Variable datatypes cleaning
We observed that the Spotify dataset has valid datatypes being assigned to corresponding variables and need not require any change.
Creation of new variable
We would be generating year-wise trends in the later part of our project. Thus, we should extract year from ‘track_album_release_date’ variable and create a new column for it.
songs_clean$year <- as.numeric(substring(songs_clean$track_album_release_date,1,4))
Deletion of unneccesary columns
Few of the columns like ‘track_id’, ‘track_album_id’ and ‘playlist_id’ we won’t be needing for analysis beacause these contain only long alpha-numeric values. Let’s get rid of the these columns.
songs_clean <- songs_clean%>%dplyr::select(-track_id,-track_album_id,-playlist_id)
Checking final dimensions of cleaned dataset
After the data cleaning, we would check the final number of rows and columns, as shown in the code below. The results show 32,828 unique tracks in dataset.
dim(songs_clean)
## [1] 32828 21
A preview of the clean dataset is given below:
head(songs_clean, 20) %>%
datatable(options = list(scrollCollapse = TRUE,scrollX = TRUE,
columnDefs = list(list(className = 'dt-center', targets = 1:4))
))
To begin our analysis, we simply wanted to plot the proportion of playlist genres accoss our dataset. The below plot depicts the required proportion in Spotify data.

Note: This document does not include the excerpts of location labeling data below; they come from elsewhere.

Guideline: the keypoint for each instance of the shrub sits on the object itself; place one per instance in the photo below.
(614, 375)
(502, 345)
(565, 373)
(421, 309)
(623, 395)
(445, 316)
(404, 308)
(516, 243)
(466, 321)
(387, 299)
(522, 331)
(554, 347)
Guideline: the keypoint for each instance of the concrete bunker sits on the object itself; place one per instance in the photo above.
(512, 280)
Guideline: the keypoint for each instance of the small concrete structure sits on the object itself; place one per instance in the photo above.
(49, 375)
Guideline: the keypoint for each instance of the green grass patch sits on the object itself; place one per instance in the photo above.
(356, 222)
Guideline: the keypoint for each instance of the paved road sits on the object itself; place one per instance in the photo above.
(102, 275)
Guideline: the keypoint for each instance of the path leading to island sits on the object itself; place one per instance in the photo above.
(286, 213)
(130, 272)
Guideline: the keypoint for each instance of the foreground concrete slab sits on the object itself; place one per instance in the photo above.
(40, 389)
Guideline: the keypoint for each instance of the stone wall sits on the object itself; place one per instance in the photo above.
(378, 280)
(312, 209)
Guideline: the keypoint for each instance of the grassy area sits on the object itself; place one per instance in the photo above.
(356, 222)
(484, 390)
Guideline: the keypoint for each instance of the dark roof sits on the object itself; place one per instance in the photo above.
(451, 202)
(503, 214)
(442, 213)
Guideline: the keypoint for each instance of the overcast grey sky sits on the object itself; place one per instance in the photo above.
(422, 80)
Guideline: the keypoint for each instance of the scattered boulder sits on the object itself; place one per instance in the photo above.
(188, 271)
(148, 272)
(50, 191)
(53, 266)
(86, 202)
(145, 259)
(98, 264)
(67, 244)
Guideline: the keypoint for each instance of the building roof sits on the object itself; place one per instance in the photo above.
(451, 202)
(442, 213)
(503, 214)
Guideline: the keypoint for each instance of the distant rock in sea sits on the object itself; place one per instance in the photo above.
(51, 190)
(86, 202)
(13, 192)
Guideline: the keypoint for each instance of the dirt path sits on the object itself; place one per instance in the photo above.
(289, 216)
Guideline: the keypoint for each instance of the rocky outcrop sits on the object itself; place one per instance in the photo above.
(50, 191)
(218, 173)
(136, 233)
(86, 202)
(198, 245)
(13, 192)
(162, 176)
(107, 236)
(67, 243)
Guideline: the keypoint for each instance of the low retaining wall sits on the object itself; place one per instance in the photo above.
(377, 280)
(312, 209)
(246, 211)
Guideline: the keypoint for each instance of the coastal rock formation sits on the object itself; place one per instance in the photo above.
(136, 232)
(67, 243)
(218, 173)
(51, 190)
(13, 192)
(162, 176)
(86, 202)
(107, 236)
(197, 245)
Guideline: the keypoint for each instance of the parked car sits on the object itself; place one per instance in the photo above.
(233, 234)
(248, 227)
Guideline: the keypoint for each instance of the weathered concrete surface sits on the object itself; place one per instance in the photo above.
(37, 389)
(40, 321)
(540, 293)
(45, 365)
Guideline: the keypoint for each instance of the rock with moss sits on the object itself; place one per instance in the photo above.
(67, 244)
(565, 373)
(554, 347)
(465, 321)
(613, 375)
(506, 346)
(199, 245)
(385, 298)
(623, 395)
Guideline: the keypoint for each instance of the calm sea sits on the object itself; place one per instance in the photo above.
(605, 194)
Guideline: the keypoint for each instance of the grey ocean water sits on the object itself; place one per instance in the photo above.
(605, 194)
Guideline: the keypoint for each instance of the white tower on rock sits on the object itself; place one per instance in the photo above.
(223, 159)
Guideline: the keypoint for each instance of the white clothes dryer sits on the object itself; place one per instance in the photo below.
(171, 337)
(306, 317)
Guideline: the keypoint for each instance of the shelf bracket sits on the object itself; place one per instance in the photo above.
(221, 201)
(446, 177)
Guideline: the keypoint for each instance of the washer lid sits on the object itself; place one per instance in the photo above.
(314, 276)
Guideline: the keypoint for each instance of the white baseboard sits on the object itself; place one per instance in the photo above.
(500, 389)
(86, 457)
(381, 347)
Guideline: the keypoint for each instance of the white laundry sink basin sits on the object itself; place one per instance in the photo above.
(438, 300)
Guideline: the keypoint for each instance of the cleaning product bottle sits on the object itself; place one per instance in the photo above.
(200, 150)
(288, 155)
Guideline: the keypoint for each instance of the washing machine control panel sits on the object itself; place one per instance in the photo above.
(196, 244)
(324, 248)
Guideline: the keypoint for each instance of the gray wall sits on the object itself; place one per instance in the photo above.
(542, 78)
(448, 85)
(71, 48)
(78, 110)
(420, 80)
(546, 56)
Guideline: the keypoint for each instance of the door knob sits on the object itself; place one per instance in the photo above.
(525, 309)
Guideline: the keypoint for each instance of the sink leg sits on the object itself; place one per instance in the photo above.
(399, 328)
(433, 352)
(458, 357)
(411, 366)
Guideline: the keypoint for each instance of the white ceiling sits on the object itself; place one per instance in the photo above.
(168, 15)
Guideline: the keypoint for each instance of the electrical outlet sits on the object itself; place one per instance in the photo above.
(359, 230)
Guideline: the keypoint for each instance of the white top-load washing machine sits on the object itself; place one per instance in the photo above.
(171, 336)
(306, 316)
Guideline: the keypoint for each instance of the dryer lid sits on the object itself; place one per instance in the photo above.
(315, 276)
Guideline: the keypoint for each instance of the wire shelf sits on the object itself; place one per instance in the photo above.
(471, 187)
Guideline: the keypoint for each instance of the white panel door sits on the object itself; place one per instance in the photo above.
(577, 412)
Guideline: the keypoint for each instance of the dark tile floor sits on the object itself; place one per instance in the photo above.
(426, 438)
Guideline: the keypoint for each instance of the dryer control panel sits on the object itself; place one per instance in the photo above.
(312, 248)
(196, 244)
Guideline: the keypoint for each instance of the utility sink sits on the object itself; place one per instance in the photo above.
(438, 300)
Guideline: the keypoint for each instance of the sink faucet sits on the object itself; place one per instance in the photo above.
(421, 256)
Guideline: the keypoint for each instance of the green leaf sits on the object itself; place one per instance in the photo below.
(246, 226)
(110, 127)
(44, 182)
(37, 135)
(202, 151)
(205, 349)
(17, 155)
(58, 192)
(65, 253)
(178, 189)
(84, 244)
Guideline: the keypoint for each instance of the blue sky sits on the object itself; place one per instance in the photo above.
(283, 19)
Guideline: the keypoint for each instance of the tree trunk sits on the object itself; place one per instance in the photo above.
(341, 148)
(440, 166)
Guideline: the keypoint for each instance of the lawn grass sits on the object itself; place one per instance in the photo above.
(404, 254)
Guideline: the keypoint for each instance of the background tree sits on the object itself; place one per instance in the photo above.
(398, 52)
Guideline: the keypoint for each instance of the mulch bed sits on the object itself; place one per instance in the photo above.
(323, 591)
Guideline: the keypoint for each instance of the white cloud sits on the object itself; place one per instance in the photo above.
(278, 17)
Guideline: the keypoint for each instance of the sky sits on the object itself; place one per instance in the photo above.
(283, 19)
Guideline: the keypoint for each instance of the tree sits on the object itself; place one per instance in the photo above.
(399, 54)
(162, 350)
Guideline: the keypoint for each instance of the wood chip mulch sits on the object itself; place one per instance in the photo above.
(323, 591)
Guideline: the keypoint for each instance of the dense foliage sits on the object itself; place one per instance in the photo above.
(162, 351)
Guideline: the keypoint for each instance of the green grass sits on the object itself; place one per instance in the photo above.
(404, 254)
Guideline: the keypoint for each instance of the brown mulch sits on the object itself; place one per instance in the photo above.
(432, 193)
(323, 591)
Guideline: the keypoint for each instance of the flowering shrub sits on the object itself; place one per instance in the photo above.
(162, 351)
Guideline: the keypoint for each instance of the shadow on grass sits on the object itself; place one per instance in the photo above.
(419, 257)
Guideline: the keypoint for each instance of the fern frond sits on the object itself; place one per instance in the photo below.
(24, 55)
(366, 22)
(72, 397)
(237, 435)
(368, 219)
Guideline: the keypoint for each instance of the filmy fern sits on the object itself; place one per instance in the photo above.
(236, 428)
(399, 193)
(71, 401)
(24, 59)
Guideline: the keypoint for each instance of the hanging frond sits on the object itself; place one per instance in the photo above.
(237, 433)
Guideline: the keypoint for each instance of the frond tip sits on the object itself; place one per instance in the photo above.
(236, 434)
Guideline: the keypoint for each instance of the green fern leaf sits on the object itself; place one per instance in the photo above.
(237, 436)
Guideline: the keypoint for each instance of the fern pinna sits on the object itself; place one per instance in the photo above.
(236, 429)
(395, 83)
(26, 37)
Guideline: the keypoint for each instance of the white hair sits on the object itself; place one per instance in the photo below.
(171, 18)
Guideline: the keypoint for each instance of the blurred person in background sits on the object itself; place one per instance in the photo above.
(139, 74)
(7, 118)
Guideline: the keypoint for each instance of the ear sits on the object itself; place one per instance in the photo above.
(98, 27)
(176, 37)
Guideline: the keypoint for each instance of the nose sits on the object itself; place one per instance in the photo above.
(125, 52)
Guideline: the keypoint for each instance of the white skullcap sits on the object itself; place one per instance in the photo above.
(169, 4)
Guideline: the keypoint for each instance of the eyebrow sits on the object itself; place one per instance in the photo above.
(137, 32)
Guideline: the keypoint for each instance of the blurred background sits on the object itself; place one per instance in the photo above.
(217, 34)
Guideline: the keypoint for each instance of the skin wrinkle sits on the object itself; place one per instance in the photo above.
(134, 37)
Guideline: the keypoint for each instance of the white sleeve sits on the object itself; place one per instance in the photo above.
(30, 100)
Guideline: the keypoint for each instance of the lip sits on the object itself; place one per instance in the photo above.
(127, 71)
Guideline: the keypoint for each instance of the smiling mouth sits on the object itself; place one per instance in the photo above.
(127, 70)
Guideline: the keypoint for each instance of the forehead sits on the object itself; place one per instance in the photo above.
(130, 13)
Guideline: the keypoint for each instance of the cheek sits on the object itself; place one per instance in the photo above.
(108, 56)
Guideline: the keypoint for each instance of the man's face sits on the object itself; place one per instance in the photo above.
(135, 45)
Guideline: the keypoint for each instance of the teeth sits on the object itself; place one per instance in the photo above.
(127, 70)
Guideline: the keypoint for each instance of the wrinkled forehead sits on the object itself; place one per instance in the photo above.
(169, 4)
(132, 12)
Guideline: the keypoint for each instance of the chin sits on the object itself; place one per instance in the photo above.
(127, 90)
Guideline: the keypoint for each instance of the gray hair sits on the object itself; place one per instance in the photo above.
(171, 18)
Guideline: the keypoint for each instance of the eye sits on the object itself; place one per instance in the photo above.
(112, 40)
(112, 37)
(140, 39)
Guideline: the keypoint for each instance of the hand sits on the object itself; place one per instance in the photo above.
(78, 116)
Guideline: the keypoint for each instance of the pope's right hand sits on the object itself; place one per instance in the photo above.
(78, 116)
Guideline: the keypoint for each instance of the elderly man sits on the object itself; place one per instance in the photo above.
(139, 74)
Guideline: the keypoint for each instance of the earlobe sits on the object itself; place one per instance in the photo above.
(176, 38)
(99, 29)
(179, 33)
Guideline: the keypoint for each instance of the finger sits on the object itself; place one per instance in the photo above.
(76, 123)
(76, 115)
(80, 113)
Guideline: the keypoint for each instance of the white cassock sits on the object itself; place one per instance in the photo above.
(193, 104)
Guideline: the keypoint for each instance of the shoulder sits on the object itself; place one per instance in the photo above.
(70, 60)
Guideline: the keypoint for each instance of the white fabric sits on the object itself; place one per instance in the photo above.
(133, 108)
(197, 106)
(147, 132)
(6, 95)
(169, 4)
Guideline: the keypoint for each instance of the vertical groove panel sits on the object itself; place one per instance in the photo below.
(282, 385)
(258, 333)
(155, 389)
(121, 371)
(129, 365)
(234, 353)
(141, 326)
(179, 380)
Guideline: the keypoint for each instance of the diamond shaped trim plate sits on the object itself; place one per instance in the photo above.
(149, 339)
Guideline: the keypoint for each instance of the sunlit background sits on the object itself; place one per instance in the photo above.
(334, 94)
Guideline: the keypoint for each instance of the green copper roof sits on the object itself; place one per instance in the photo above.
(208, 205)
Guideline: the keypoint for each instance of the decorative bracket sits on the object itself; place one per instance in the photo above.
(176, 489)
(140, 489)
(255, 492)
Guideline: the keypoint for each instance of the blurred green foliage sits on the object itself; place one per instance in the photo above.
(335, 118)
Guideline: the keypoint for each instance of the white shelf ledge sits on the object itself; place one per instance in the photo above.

Proportion of playlist genres
songs_clean_pie_data <- songs_clean %>%
group_by(playlist_genre) %>%
summarise(Total_number_of_tracks = length(playlist_genre))
ggplot(songs_clean_pie_data, aes(x="", y=Total_number_of_tracks, fill=playlist_genre)) +
geom_bar(width = 1, stat = "identity") +
coord_polar("y", start=0) +
geom_text(aes(label = paste(round(Total_number_of_tracks / sum(Total_number_of_tracks) * 100, 1), "%")),
position = position_stack(vjust = 0.5))
Correlation between variables
In order to understand the correlation among variables, we’ll use corrplot function in R which is one of the basic data visualization functions.
songs_correlation <- cor(songs_clean[,-c(1,2,4,5,6,7,8)])
corrplot(songs_correlation, type = "upper", tl.srt = 45)
Density Plots of Variables Let’s see energy, danceability, valence, acousticness, speechiness and liveness are distributed over all the observations of our dataset. We would be plotting density plots of all these 6 variables together as they all on same scale and range from 0 to 1.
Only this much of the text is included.